Fortwährend erkundigte er sich, ob der Fürst etwas brauche, und wenn
der Fürst ihm endlich bemerkte, er möge ihn in Ruhe lassen, so machte
er gehorsam, und ohne ein Wort zu erwidern, kehrt, ging wieder auf den
Zehen zur Tür zurück und gestikulierte, während er so ging, die ganze
Zeit über, wie wenn er zu verstehen geben wollte, er sei nur so ohne
besondere Absicht hereingekommen, werde kein Wort weiter reden, gehe ja
schon wieder hinaus und werde nicht mehr wiederkommen; aber
nichtsdestoweniger erschien er nach zehn Minuten oder höchstens einer
Viertelstunde von neuem.

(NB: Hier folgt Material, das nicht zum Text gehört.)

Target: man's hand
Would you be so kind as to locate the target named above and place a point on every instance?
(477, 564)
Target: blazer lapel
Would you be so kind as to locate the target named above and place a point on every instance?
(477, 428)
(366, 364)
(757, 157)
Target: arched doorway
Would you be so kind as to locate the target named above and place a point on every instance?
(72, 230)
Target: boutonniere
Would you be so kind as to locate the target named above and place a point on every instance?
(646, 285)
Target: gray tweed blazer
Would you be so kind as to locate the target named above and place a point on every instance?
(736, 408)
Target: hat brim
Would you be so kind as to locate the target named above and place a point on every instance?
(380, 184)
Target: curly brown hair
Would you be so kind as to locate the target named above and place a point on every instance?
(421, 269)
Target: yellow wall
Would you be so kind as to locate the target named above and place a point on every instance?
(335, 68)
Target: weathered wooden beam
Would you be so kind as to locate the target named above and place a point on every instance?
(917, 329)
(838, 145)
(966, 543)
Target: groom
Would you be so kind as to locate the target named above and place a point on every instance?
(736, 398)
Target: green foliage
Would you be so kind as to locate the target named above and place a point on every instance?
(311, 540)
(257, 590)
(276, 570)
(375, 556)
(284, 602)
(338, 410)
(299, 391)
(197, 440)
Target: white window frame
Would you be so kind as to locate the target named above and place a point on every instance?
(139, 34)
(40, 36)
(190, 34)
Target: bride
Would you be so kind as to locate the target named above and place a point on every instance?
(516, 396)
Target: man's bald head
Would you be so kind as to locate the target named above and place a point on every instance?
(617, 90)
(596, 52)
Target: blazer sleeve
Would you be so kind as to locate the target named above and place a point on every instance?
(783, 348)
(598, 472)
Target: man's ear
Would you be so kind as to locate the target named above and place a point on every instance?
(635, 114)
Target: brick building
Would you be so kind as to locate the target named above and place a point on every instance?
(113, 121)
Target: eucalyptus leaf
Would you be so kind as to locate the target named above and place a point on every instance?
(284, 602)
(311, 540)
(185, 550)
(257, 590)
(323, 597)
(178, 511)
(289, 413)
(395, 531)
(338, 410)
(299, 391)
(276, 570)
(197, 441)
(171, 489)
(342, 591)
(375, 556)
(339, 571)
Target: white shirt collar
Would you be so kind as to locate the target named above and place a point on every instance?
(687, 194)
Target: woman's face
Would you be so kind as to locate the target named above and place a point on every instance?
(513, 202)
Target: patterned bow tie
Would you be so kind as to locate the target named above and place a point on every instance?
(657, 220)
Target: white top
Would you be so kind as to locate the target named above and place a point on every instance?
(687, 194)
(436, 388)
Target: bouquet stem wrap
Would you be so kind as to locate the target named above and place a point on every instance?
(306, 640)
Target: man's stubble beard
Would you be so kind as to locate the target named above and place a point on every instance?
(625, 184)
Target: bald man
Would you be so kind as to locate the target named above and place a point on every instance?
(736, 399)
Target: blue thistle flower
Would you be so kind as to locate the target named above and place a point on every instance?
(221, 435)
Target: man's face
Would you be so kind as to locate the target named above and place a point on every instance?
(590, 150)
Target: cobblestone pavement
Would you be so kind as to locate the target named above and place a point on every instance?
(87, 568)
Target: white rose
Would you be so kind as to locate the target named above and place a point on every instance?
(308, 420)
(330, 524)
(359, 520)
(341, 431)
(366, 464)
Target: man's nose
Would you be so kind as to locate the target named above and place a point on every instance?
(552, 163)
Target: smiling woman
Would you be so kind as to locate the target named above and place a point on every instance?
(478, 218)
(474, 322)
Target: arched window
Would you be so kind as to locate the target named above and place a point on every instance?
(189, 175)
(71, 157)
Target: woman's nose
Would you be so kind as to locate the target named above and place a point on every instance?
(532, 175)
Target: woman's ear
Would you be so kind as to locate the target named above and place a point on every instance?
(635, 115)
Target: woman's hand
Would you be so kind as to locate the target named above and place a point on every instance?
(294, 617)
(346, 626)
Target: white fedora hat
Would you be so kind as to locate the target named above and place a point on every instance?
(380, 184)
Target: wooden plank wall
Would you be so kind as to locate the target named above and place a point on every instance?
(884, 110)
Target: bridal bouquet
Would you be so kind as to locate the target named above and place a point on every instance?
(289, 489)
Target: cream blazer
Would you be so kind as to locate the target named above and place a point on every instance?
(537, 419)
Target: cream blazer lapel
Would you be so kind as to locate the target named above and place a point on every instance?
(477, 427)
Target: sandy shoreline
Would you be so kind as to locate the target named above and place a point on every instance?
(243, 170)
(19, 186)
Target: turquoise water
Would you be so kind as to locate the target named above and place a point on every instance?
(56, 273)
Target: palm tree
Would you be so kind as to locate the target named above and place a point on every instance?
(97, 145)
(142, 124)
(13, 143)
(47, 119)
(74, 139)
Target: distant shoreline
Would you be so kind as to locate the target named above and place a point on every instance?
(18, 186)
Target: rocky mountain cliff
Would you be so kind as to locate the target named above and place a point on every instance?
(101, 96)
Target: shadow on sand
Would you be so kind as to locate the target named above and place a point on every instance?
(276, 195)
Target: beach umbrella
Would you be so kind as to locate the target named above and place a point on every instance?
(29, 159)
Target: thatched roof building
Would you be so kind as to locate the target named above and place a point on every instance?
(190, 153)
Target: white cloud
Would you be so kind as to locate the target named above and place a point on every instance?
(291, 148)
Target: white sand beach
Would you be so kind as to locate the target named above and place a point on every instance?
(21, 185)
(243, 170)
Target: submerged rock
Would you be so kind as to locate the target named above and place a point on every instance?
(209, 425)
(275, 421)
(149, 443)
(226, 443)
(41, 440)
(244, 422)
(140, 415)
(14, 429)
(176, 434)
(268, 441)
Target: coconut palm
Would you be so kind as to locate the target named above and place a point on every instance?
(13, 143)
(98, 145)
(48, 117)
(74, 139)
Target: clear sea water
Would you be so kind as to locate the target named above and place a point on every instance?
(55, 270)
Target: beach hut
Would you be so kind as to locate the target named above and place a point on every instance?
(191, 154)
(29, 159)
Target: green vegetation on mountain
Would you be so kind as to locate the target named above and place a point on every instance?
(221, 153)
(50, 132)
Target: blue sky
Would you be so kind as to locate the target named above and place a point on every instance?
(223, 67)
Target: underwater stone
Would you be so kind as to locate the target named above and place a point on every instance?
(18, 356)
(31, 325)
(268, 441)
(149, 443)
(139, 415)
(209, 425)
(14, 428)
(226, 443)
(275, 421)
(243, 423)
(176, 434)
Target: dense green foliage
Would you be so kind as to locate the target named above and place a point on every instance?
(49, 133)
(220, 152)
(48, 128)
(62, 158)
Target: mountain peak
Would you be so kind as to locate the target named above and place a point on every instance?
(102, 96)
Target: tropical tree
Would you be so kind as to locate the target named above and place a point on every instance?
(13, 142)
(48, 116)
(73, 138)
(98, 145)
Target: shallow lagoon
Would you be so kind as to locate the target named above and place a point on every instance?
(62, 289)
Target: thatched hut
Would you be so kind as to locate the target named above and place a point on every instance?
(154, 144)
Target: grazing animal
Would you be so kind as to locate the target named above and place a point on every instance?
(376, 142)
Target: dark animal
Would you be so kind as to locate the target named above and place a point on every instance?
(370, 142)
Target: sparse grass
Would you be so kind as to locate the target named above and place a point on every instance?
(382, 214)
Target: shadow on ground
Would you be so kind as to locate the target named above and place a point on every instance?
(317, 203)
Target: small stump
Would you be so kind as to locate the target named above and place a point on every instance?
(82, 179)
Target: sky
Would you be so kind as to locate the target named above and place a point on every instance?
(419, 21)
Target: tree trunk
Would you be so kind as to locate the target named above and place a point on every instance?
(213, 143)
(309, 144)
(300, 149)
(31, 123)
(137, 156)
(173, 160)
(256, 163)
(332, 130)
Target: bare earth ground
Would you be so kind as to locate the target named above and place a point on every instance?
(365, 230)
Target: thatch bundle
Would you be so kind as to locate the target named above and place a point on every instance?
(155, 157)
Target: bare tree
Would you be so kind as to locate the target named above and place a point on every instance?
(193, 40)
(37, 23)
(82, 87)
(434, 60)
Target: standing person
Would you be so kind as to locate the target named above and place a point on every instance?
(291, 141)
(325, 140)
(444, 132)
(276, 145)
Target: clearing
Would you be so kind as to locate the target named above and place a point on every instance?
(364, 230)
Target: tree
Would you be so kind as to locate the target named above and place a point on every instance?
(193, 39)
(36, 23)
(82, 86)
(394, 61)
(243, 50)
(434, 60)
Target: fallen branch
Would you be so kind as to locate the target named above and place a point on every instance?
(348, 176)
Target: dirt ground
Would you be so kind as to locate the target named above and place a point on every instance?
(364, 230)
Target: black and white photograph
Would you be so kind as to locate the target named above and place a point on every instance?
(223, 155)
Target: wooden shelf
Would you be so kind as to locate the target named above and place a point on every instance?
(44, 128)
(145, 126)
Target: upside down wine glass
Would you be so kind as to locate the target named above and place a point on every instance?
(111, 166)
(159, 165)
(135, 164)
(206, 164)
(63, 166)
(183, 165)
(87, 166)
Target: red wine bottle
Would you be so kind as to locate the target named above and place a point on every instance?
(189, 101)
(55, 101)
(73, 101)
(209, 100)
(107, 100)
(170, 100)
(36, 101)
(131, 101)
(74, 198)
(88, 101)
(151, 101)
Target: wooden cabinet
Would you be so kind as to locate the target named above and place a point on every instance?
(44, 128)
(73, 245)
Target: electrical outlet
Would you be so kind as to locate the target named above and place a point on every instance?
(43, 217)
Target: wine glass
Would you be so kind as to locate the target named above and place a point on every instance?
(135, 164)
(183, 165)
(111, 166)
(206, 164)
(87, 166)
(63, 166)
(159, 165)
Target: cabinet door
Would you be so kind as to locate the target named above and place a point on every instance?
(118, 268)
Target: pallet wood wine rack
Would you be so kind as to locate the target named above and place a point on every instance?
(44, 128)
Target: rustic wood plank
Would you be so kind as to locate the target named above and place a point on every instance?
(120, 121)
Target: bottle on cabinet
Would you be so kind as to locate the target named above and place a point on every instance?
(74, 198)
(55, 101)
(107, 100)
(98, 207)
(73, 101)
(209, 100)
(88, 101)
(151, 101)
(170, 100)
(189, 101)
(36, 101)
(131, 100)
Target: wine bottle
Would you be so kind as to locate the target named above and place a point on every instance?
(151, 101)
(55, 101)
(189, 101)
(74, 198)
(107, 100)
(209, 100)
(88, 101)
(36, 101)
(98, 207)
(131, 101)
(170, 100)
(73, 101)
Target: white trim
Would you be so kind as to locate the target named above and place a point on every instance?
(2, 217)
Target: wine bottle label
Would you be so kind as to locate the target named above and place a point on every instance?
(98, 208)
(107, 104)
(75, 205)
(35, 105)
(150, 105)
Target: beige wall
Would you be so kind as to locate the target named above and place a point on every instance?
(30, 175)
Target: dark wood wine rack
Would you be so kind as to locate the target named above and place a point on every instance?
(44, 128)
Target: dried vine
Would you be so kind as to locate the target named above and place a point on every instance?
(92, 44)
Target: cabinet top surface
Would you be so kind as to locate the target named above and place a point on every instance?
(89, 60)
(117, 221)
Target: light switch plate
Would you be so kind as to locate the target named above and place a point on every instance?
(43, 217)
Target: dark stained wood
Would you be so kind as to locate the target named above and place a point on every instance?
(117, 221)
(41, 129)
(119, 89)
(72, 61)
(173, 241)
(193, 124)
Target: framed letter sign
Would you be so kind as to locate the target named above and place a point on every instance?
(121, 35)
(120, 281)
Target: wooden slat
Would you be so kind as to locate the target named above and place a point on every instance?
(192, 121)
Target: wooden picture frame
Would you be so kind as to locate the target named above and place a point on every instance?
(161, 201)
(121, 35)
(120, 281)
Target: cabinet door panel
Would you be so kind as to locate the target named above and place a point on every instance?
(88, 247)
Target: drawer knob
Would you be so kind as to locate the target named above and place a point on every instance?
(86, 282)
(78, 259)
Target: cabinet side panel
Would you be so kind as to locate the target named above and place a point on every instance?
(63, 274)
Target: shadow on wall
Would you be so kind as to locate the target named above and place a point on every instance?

Kolja, der freien Zutritt zum Fürsten hatte,
erregte dadurch Lebedjews höchstes Mißfallen, ja dieser fühlte sich
sogar dadurch schwer gekränkt. Kolja merkte, daß Lebedjew halbe Stunden
lang an der Tür stand und horchte, was er mit dem Fürsten sprach und
teilte diese seine Beobachtung natürlich dem Fürsten mit.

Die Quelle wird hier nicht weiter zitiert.